This repo started out as mostly /s and is a work in progress side project, but maybe something useful or interesting will happen.
There are many foundation models for remote sensing but nearly all of them focus on imagery of land. The earth is made of ~71% water. ML 4 Water needs some more love and attention.
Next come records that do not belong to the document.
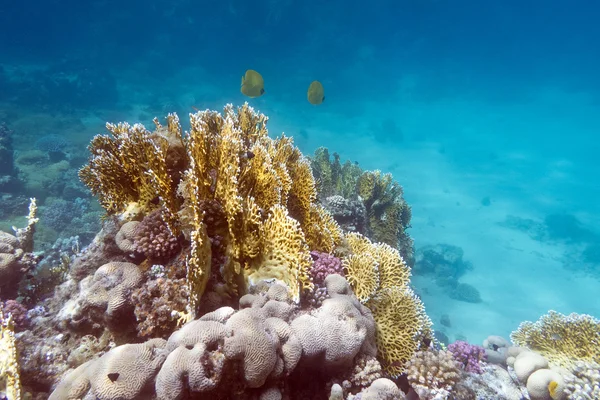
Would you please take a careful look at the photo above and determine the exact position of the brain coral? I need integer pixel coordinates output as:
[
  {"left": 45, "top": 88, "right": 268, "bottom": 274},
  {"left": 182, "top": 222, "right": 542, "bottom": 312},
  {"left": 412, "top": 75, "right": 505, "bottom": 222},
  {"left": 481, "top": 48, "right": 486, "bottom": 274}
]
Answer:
[
  {"left": 49, "top": 339, "right": 166, "bottom": 400},
  {"left": 50, "top": 275, "right": 376, "bottom": 400}
]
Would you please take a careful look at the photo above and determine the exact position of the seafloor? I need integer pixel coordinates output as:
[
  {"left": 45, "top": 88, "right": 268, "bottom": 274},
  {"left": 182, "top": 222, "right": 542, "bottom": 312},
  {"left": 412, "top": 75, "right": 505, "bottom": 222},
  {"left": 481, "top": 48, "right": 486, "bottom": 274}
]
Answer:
[{"left": 0, "top": 98, "right": 600, "bottom": 400}]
Therefore, we perform pretraining on a large-scale dataset of Sentinel-2 imagery containing water bodies for use in downstream applications such as bathmetry and hydrology.
We pretrain a Swin v2 Transformer encoder using the SimMIM method from the paper, "SimMIM: A Simple Framework for Masked Image Modeling", which is an efficient variation of the Masked Autoencoder (MAE) self-supervised learning framework.
Our pretraining dataset consists of 50k sampled 256x256 Sentinel-2 patches containing water from around the globe.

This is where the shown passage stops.